By Iris Richmond Part of Weyerhaeuser Co.'s Northwest holdings, the Snoqualmie Forest just east of Seattle, Wash., has long been the object of affection for conservationists. An innovative financing mechanism structured by forestry consultants made the timber company amenable to a land deal with the Evergreen Forest Trust. Weyerhaeuser gets $185 million for 104,000 acres in the Snoqualmie Forest, and the trust gets control over future development -- or the absence of it.
Using a concept never before applied to a conservation purchase, the Trust intends to raise money to protect the acreage by issuing Community Forestry Bonds.
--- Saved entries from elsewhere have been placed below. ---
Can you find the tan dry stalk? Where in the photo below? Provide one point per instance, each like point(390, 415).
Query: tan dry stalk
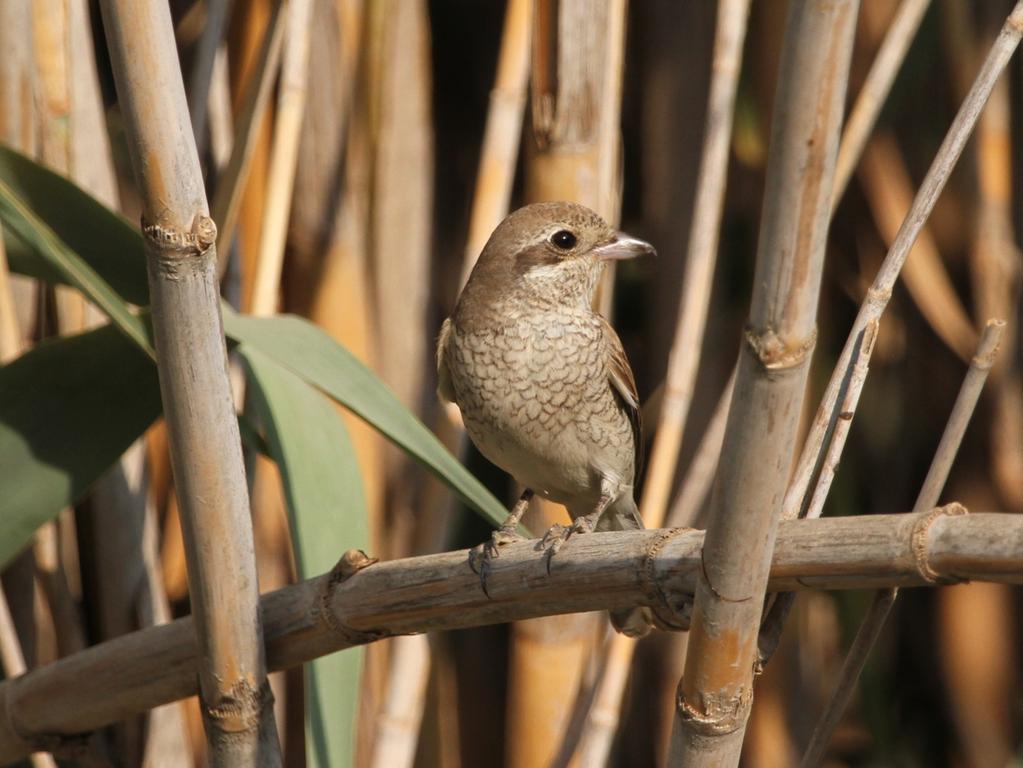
point(696, 486)
point(283, 156)
point(129, 592)
point(880, 292)
point(355, 604)
point(502, 133)
point(876, 88)
point(398, 723)
point(247, 35)
point(573, 88)
point(201, 78)
point(206, 449)
point(716, 690)
point(252, 116)
point(683, 359)
point(929, 494)
point(978, 639)
point(997, 268)
point(401, 217)
point(889, 193)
The Trust will repay money borrowed by continuing to harvest, and then sell, timber on carefully designated "working forests" over the next four decades. If the Trust succeeds in getting IRS approval to issue the tax-exempt bonds, it can raise millions of dollars quickly and without philanthropic or government support.
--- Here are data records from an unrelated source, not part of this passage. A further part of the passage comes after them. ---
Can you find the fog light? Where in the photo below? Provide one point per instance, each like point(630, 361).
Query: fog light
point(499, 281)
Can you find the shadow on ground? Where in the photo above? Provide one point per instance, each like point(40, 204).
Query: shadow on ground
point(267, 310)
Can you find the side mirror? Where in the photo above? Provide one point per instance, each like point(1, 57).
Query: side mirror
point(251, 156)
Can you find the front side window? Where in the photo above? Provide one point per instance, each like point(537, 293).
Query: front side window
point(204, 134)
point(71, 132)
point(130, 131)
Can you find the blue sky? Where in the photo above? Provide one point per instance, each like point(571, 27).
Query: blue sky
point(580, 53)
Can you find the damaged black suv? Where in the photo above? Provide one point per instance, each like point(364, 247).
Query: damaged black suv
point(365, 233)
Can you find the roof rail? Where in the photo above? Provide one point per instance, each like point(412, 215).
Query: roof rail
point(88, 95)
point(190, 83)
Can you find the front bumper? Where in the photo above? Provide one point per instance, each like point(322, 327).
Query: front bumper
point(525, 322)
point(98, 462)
"It's ironic in a mild way that they will have to cut trees to save trees," says Frank Mendizabal, Weyerhaeuser's director of media relations, who sees the financing mechanism as evidence of the maturing of the environmental movement. Although no agreements have been made, Weyerhaeuser could end up being a buyer of the Trust's timber.
After the transaction closes this summer, Weyerhaeuser will own 7.4 million acres of productive commercial timberland in the United States (including the acres acquired from its pending merger with Willamette Industries).